I saw a couple, stood tightly embraced on the beach, lit by a gap in the clouds. There’s rain out in the Forth between the shore and the horizon, the clouds smudge down toward the sea. The point of the couple’s temporarily redundant umbrella is stuck in the sand, a signpost or flag declaring momentary respite from the wet slap of Scottish spring time and in this gap they choose to hug. They are excellent and beautiful.
Every morning the old lady and dog who’s names I don’t know walk the length of Porty twice - once on the shoreline and once on the prom. She carries a bin bag and litter picking stick while her dog follows along. On her second pass by my window the bin bag is full. I first spotted her four years or so ago when I began my early morning routine. How many bags of litter must she have collected up? How many tons of beer cans and crisp packets might they have intercepted? She smiles whenever I say hello. The dog does a small tail wag that I think is equivalent to a smile. Smile adjacent. They are excellent and beautiful.

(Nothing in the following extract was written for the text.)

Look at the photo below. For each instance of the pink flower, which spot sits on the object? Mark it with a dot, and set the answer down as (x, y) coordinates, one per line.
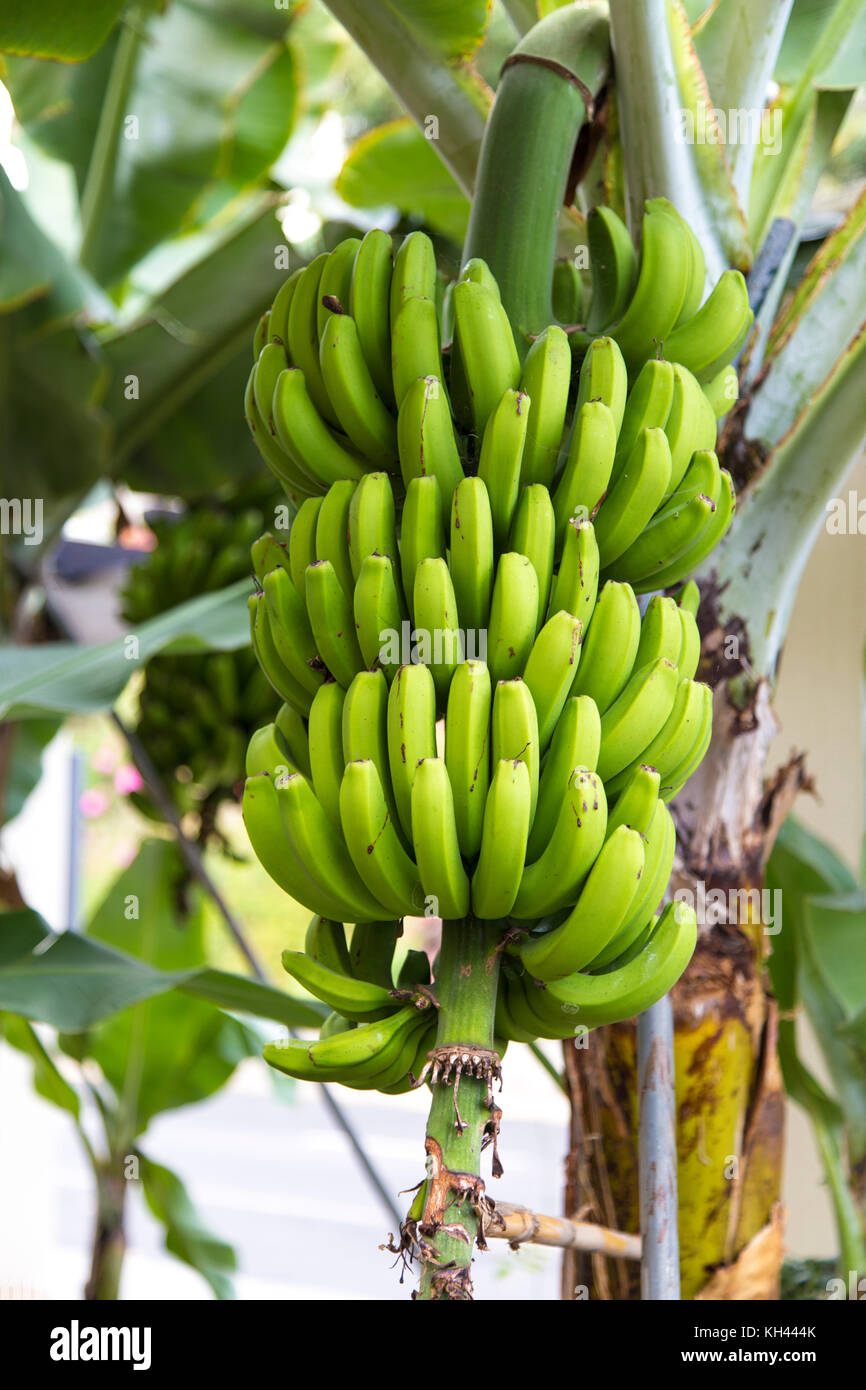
(92, 802)
(127, 779)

Quiet reading time in an armchair within a morning sun square, lain upon by the cat. Beautiful and excellent.
Today’s question is a good illustration of what I think I perceive as a failing of this Stoic philosophy. It’s two thousand years old. Your Zenos, Senecas and Aurelius’s lived in a time when people might be ordered to open their own wrists by a tyrant emperor. Shit could get dark.
I think there are definitely times in life, or in the history of life, when it is (or has been) necessary to dig in and work hard to elevate one’s self or society out of wrong thinking, a misguided situation or poor mode of living. There’s nothing wrong with wanting to be better, but constant striving for excellence might very well get in the way of contentment.

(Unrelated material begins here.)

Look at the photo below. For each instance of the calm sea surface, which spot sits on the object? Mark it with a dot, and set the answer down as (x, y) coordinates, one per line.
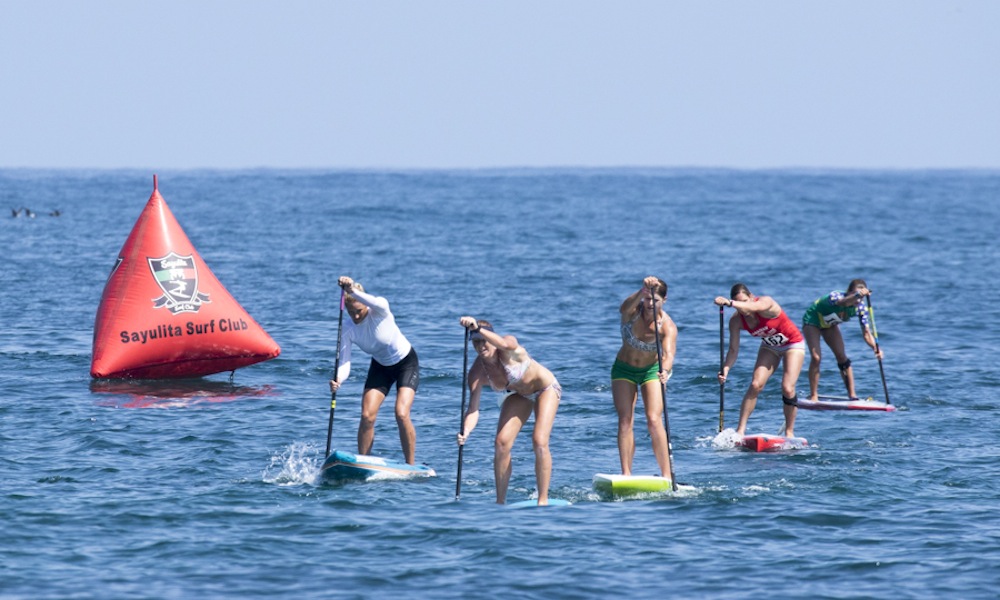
(205, 488)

When we’re lost it helps to dig in, push hard and aim for a better place. It is, however, also important to recognise sufficiency, good enough, okay, and fit as fit for purpose.

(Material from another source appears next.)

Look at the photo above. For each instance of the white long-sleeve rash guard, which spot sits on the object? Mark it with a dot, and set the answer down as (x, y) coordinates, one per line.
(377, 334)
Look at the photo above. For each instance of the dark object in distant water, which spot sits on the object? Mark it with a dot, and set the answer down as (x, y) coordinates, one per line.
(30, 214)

I think Buddhism’s recognition that life will always contain suffering and its focus on finding contentment within that discomfort is a good foil to Stoicism’s relentless self improvement. I wonder what other philosophies might add value to my patchwork quilt of understanding. What schools of thought do you use? What wisdom do you draw on? Who’s good to read? Let me know? Comment below.
Thanks for reading.
Paul.
Just read your nourishment comment, have I now broken Major 🙃
Agreed, constant striving is not where it's at, for me at least.
A balanced approach is needed in my life IMO, otherwise I burn out and I have in the past. Sometimes it's good to go fuck it, I'm not going to bother today.
If you are constantly looking to improvement, or more often than not looking for betterment, deep down you are projecting that are not enough as you are.
In turn, your goal must lie in the future, but we don't live there, so it causes friction. And when we do get there, there's always an improvement to be made.
It's like a scenario Major Major Major Major would come up with in Catch22, always kicking the baw down the street to the next achievement.
Yes I look to improve, but not always as you'll miss out on other things.